Nel Cinquecento la Chiesa ha visto il trionfo del paganesimo rinascimentale, il dilagare della corruzione, giunta con Alessandro VI fino al soglio pontificio, un’incredibile ignoranza del clero, l’abbandono delle sedi vescovili, le pratiche simoniache, la scissione della cristianità occidentale a causa delle riforme luterana e calvinista, il sacco di Roma, la minaccia dell’invasione turca. Sembrava che sotto tanti colpi la Chiesa dovesse crollare, tanto più che Carlo V, il difensore ufficiale del cattolicesimo, si alleava con i principi protestanti, i quali si impadronivano della maggior parte delle regioni settentrionali dell’Europa, e Francesco I, re di Francia, si alleava con Solimano, il nemico della cristianità.

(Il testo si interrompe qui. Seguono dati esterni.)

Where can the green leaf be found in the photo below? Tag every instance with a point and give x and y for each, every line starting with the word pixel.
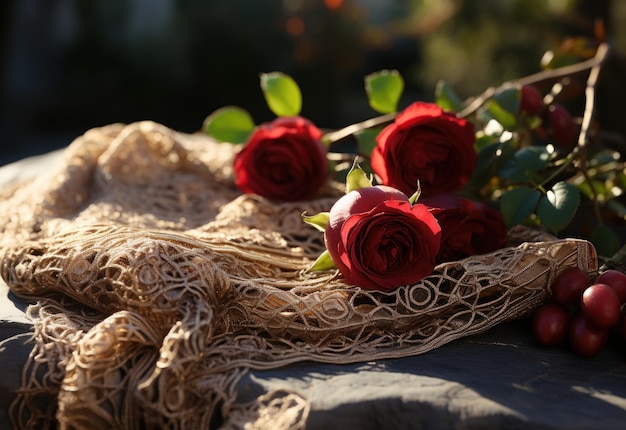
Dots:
pixel 366 141
pixel 323 262
pixel 518 203
pixel 491 156
pixel 512 171
pixel 509 99
pixel 357 179
pixel 557 208
pixel 605 240
pixel 282 94
pixel 229 124
pixel 534 158
pixel 319 221
pixel 446 98
pixel 384 90
pixel 603 157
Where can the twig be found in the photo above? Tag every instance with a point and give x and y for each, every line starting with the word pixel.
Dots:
pixel 546 75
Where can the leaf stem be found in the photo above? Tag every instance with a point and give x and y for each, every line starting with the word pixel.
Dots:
pixel 546 75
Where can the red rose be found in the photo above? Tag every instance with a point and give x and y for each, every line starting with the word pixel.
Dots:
pixel 378 240
pixel 467 227
pixel 427 144
pixel 283 160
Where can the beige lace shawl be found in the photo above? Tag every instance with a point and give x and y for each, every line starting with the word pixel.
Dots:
pixel 155 284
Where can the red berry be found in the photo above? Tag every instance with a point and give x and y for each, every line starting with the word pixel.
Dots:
pixel 562 125
pixel 600 305
pixel 616 280
pixel 550 324
pixel 569 285
pixel 585 338
pixel 531 100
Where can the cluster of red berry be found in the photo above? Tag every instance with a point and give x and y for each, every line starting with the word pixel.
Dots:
pixel 585 312
pixel 557 123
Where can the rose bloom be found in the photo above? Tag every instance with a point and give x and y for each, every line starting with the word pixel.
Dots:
pixel 379 241
pixel 467 227
pixel 427 144
pixel 282 160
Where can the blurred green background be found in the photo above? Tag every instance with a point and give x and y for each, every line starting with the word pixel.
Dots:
pixel 69 65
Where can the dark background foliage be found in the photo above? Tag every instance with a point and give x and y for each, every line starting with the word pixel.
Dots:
pixel 69 65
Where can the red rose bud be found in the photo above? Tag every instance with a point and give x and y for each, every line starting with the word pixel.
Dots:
pixel 563 127
pixel 467 227
pixel 379 241
pixel 283 160
pixel 531 100
pixel 428 145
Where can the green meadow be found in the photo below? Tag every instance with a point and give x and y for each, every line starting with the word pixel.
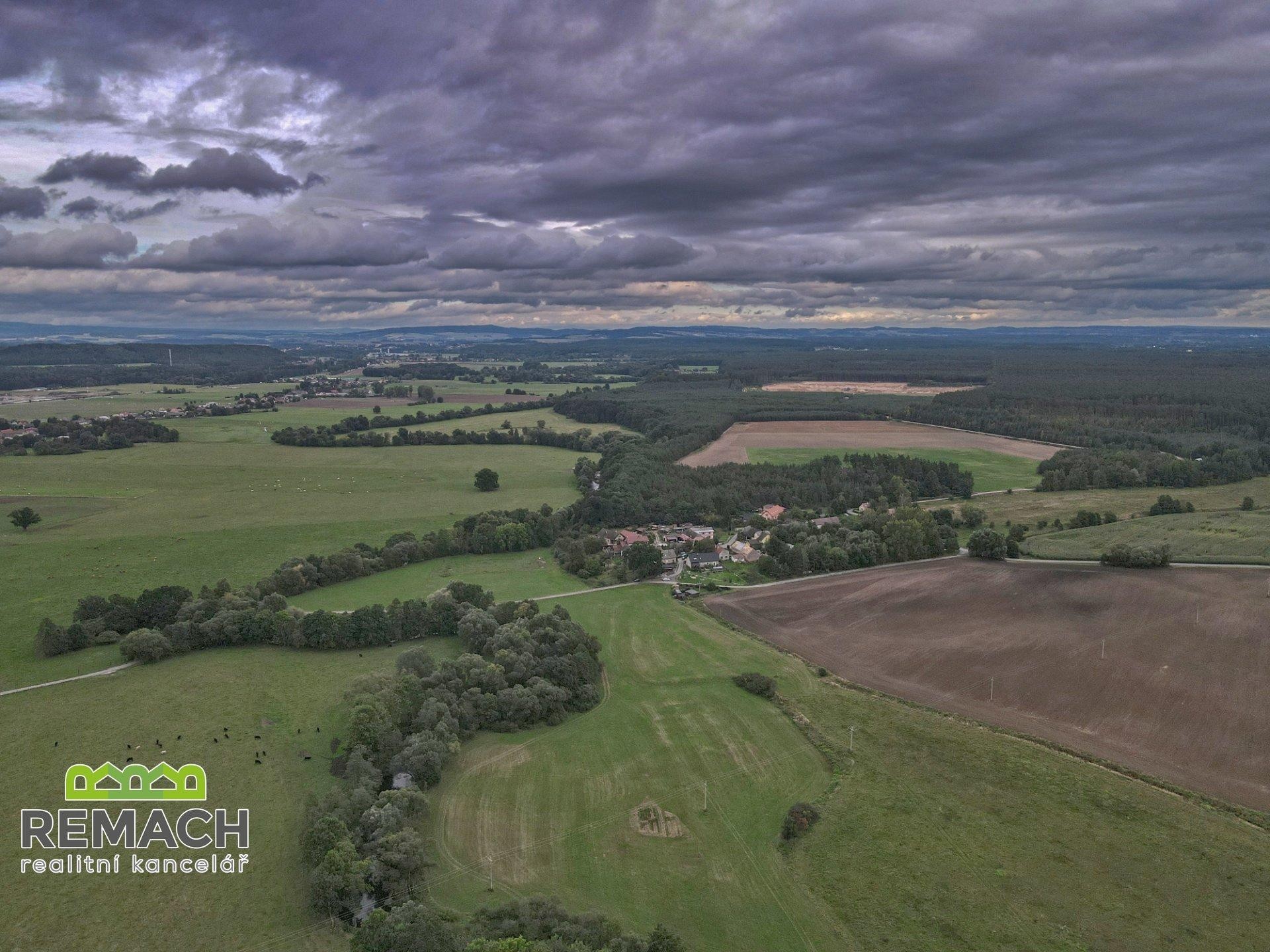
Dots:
pixel 225 502
pixel 935 834
pixel 294 699
pixel 121 397
pixel 1126 503
pixel 992 471
pixel 509 575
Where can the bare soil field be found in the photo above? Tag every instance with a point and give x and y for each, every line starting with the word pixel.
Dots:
pixel 857 434
pixel 1181 694
pixel 455 399
pixel 864 386
pixel 364 404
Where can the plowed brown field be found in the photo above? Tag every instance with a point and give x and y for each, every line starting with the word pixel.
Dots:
pixel 1183 692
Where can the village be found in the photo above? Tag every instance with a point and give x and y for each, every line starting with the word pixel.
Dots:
pixel 693 551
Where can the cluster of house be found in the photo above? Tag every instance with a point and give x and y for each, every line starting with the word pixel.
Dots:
pixel 681 549
pixel 211 408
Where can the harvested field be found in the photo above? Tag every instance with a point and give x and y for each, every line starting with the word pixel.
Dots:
pixel 864 386
pixel 1181 694
pixel 491 397
pixel 362 404
pixel 855 434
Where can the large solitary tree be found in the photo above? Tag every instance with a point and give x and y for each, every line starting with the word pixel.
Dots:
pixel 24 518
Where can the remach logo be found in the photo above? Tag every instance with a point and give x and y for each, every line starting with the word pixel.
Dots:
pixel 136 782
pixel 70 840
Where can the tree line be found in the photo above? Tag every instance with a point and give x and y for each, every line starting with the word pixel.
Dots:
pixel 55 437
pixel 857 542
pixel 520 668
pixel 581 441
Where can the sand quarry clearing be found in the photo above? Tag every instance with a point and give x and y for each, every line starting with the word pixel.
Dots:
pixel 857 434
pixel 1181 692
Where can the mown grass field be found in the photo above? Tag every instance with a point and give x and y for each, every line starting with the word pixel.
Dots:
pixel 939 834
pixel 224 502
pixel 553 805
pixel 509 575
pixel 992 471
pixel 272 692
pixel 1230 536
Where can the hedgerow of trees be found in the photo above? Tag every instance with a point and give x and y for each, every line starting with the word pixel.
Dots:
pixel 520 668
pixel 55 437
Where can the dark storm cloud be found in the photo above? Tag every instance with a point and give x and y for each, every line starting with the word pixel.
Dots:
pixel 89 207
pixel 22 202
pixel 211 171
pixel 1056 160
pixel 258 243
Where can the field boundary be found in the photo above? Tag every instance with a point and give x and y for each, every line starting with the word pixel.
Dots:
pixel 64 681
pixel 986 433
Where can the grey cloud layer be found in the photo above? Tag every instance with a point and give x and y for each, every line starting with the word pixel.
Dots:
pixel 878 160
pixel 211 171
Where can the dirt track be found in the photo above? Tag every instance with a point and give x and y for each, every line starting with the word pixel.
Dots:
pixel 1176 698
pixel 857 434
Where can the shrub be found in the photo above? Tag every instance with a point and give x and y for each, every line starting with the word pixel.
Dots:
pixel 756 683
pixel 1136 556
pixel 1167 506
pixel 51 639
pixel 987 543
pixel 417 660
pixel 798 820
pixel 145 645
pixel 1083 520
pixel 972 516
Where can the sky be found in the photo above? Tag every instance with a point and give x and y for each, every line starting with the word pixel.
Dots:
pixel 266 163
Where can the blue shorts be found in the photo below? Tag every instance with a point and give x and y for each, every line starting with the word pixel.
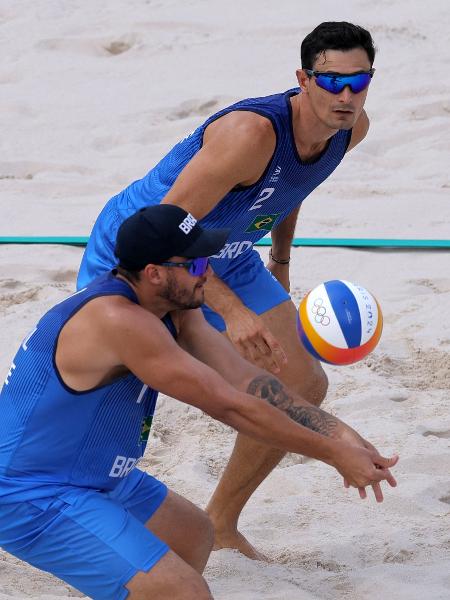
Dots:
pixel 249 279
pixel 95 541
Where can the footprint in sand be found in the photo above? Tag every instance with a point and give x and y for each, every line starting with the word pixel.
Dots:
pixel 193 108
pixel 398 556
pixel 398 398
pixel 91 46
pixel 445 434
pixel 7 300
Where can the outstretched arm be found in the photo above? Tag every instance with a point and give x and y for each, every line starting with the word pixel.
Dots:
pixel 282 236
pixel 203 342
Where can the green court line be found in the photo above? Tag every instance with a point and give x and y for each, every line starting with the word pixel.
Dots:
pixel 335 242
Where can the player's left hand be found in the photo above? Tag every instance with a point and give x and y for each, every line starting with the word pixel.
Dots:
pixel 281 272
pixel 376 487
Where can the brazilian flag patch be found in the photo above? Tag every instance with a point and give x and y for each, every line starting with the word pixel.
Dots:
pixel 145 430
pixel 263 222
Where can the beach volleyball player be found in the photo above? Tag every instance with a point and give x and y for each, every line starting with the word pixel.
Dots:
pixel 249 167
pixel 77 406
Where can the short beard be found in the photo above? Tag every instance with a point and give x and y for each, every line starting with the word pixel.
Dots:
pixel 180 298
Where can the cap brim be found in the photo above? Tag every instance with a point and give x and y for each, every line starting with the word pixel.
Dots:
pixel 209 242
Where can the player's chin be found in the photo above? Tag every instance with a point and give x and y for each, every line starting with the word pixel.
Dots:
pixel 343 120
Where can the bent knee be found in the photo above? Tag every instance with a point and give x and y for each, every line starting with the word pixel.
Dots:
pixel 312 384
pixel 169 579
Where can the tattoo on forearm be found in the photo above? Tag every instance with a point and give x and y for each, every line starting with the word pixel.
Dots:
pixel 272 390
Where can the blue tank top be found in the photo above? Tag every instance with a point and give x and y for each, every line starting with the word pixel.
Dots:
pixel 251 212
pixel 53 438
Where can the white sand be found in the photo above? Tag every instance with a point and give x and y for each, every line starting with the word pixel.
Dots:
pixel 81 120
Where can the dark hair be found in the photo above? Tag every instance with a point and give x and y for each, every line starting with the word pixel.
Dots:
pixel 335 35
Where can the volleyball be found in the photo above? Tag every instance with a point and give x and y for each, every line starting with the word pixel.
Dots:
pixel 339 322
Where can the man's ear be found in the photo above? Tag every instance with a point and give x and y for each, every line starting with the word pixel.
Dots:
pixel 153 273
pixel 303 80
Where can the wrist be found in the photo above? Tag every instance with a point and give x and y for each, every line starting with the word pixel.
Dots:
pixel 280 260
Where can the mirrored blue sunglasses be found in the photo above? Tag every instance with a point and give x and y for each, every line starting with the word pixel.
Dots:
pixel 196 267
pixel 336 82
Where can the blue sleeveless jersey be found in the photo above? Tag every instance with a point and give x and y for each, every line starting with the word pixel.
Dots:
pixel 53 438
pixel 251 212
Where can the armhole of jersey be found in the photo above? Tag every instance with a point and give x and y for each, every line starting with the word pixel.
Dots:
pixel 348 140
pixel 72 314
pixel 241 188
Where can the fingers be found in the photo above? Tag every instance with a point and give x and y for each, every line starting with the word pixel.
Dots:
pixel 275 348
pixel 264 350
pixel 386 463
pixel 377 492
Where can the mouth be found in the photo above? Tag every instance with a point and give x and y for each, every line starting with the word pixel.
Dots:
pixel 344 111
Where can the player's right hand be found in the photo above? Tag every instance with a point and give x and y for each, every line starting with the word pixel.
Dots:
pixel 254 341
pixel 362 466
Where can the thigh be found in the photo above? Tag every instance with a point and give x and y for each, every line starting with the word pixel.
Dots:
pixel 255 286
pixel 88 540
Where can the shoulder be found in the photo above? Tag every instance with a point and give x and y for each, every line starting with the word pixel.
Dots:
pixel 113 315
pixel 243 126
pixel 359 131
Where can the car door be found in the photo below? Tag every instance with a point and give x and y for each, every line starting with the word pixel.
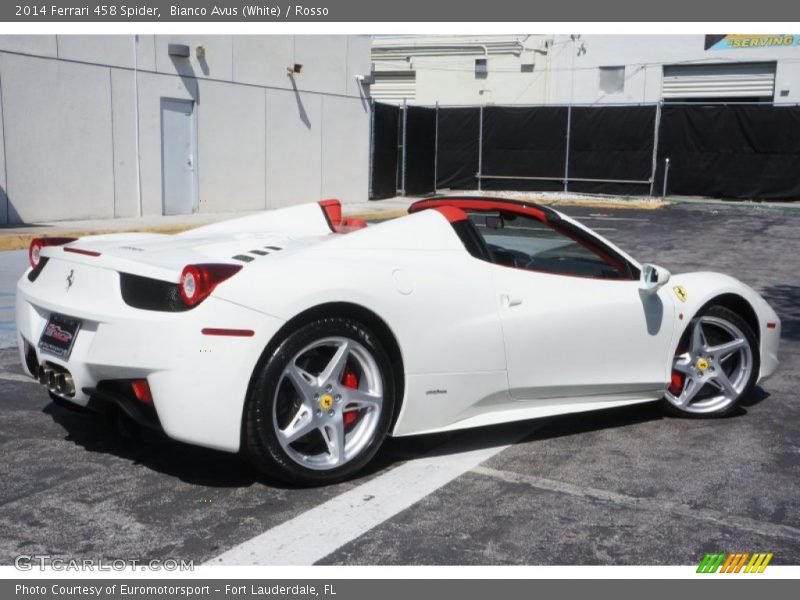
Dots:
pixel 576 323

Eppure, forse in nessun secolo della sua storia come nel Cinquecento la Chiesa diede segni più forti di vitalità. È straordinario il numero dei santi canonizzati vissuti nel Cinquecento. Eccone alcuni: Girolamo Emiliani, Antonio Maria Zaccaria, Ignazio di Loyola, Carlo Borromeo, Gaetano da Thiene, Giuseppe Calasanzio, Filippo Neri, Francesco Saverio, Pietro Canisio, Francesco Borgia, Giovanni di Dio, Francesco Caracciolo, Giovanni Leonardi, Andrea Avellino, Pietro di Alcantara, Tommaso da Villanova, Tommaso Moro, Giovanni Fisher, Pio V, Stanislao Kostka, Luigi Gonzaga, Pasquale Baylon, Camillo de Lellis, Lorenzo da Brindisi, Turibio di Mongrovejo, Giovanni della Croce, Francesco Solano, Roberto Bellarmino, Angela Merici, Teresa di Gesù, Maria Maddalena de’ Pazzi, ecc. È un elenco impressionante, anche se incompleto: si tratta, nella maggior parte dei casi, di giganti della santità cristiana, della carità, della mistica e dell’apostolato cattolico.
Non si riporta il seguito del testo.